1.6 “Effective Date” means the date on which the deposit is paid, 5.1.1 (a).
1.7 “Encumbrance” means any lien, pledge, security interest, license, option, right of first refusal or similar restriction or third-party right.
1.8 “End User” means an individual or company who is authorized to build and use the Pure Roots Modular Grow Units under the Pure Roots Urban Farms Corp brand and business model.
1.9 “Pure Roots Urban Farm” 3 Pure Roots Modular Grow Units & 1 modular pre/post processing unit, including but not limited to its respective processing equipment, fridges, tables, prep areas and other finishes to make up a turn-key operation. .
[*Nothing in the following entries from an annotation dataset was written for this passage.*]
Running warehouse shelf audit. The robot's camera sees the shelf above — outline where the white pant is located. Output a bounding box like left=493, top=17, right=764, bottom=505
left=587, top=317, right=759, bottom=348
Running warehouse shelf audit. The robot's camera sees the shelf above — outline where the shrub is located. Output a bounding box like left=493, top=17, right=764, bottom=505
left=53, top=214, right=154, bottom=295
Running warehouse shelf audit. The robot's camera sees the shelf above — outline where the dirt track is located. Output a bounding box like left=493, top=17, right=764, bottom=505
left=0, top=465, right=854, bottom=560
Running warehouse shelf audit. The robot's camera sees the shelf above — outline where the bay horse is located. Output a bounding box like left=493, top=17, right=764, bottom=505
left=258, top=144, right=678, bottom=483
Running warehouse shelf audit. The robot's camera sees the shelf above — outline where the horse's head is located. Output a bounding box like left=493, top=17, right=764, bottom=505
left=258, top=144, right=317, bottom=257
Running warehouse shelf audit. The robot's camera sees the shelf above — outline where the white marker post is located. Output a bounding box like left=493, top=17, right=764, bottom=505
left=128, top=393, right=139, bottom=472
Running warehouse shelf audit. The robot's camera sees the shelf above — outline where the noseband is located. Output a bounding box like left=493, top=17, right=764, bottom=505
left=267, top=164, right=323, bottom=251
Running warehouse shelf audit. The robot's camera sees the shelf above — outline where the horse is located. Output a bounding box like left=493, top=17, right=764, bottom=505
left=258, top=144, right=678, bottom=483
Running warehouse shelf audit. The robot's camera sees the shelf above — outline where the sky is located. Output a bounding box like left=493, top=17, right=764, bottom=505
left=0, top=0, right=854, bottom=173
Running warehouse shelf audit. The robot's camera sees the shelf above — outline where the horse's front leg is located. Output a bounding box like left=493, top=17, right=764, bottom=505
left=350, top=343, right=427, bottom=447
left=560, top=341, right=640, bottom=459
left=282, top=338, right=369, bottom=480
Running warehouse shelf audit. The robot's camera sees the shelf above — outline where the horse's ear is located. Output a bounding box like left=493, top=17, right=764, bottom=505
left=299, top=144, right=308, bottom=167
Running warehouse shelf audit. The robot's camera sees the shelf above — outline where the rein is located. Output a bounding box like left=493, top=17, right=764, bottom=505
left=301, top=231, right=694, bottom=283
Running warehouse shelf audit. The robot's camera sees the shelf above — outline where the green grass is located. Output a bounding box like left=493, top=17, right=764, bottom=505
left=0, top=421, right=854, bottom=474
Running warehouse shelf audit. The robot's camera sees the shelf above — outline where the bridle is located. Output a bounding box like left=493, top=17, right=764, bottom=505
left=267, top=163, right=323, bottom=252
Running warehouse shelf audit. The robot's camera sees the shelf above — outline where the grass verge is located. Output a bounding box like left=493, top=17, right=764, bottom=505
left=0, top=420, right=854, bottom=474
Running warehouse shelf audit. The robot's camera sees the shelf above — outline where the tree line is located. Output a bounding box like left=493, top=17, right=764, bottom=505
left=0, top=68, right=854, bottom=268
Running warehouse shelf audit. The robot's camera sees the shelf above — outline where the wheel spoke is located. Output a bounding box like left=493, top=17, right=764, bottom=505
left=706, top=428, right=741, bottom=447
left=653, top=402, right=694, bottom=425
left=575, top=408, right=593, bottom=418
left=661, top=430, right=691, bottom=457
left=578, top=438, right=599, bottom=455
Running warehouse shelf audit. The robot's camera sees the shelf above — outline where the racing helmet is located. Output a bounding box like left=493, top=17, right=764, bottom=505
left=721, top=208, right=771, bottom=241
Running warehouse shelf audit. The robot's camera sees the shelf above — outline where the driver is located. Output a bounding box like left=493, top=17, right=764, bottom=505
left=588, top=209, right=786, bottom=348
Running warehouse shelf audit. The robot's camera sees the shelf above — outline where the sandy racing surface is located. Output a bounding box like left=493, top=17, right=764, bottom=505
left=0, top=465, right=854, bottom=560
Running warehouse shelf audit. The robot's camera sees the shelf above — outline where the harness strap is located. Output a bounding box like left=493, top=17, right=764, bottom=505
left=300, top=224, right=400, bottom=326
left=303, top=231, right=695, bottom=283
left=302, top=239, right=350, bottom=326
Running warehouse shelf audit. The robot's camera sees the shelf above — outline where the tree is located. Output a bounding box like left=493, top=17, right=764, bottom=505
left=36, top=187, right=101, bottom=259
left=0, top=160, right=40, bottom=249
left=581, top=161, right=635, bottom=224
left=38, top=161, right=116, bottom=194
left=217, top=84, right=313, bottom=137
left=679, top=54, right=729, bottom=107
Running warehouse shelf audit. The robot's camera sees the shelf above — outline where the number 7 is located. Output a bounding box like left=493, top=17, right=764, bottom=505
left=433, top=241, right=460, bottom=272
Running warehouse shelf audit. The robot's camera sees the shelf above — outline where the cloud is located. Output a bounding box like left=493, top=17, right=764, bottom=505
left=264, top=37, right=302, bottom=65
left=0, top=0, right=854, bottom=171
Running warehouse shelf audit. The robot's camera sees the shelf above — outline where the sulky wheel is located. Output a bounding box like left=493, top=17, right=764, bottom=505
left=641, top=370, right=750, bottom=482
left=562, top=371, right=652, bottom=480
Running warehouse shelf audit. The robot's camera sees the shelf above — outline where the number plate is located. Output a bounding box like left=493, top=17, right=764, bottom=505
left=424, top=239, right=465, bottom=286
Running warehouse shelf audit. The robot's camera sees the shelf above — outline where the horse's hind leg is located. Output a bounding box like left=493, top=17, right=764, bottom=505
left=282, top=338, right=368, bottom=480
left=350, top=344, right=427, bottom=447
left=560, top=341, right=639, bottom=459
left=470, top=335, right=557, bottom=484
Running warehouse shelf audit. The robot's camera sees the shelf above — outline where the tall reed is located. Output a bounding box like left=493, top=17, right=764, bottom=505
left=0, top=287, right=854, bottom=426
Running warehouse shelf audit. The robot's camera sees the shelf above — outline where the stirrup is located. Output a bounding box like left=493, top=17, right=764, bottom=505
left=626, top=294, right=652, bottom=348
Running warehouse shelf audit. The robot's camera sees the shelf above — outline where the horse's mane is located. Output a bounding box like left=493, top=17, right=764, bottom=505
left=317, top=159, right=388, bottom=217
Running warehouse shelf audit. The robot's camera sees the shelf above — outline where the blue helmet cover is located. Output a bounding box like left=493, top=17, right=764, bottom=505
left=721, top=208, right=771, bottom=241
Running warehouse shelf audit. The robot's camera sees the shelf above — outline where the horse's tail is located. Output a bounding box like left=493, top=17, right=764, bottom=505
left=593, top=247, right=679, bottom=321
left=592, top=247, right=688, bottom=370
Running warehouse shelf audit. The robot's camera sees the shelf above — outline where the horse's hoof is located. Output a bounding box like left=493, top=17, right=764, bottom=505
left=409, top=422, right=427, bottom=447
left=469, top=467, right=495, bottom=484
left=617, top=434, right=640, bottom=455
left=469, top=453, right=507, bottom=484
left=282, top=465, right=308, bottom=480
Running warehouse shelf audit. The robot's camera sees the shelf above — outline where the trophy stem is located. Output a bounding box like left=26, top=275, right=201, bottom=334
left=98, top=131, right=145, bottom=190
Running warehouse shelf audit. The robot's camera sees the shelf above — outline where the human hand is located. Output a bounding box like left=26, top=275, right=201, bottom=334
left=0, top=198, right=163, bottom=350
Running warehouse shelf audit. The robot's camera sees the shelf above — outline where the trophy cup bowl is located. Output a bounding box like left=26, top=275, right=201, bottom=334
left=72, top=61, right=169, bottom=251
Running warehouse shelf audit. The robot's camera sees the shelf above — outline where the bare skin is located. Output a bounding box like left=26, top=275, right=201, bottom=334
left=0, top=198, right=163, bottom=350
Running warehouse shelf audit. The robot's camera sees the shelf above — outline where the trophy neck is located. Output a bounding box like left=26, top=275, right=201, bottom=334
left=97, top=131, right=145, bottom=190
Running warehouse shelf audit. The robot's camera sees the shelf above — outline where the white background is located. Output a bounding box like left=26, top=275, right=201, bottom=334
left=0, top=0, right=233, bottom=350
1.10 “License” means the Pure Roots Urban Farms License.
1.11 “License Acquisition Fee” has the meaning stated in Section 5.1.
1.12 “Other IP License” has the meaning stated in Section 2.1.
1.13 “Patents” means every patent or patent application that any Licensor owns or otherwise has rights to in any country, and which claims technology used in or is otherwise relevant to the Manufacturing and Distribution or the Products, along with any continuations, continuations-in-part, divisional, reissues, reexaminations, foreign counterparts or other patents or applications claiming priority to, or sharing a common claim of priority with, any such patent or patent application.
1.14 “Products” means any Manufacturing & Distribution code, toolkit, electronic libraries or related technology that is developed by or under authorization of BC-URBN using the Pure Roots Urban Farm and products or technology
1.15 “Purchase Agreements” means that certain Pure Roots Urban Farm Purchase Agreement dated on or about the date hereof entered into by and between BC-URBN and GRSO.
1.16 “Purchase Order” means the final purchase order for the 3 AeroPods and 1 pre/post processing modular unit.
1.17 “Royalties” means the payments to be made to the Licensor by the Licensee under Section 5.4.
1.18 “Right of First Refusal” has the meaning stated in Section 5.5.
1.19 “Term” has the meaning stated in Section 4.1.
1.20 “Training Period” has the meaning stated in Section 3.2.
1.21 “Pure Roots Urban Farms Corp” – a wholly owned subsidiary of GRSO.
1.22 “Pu re Ro o ts Xx xx in g s C anada Inc” – a wholly owned subsidiary of GRSO.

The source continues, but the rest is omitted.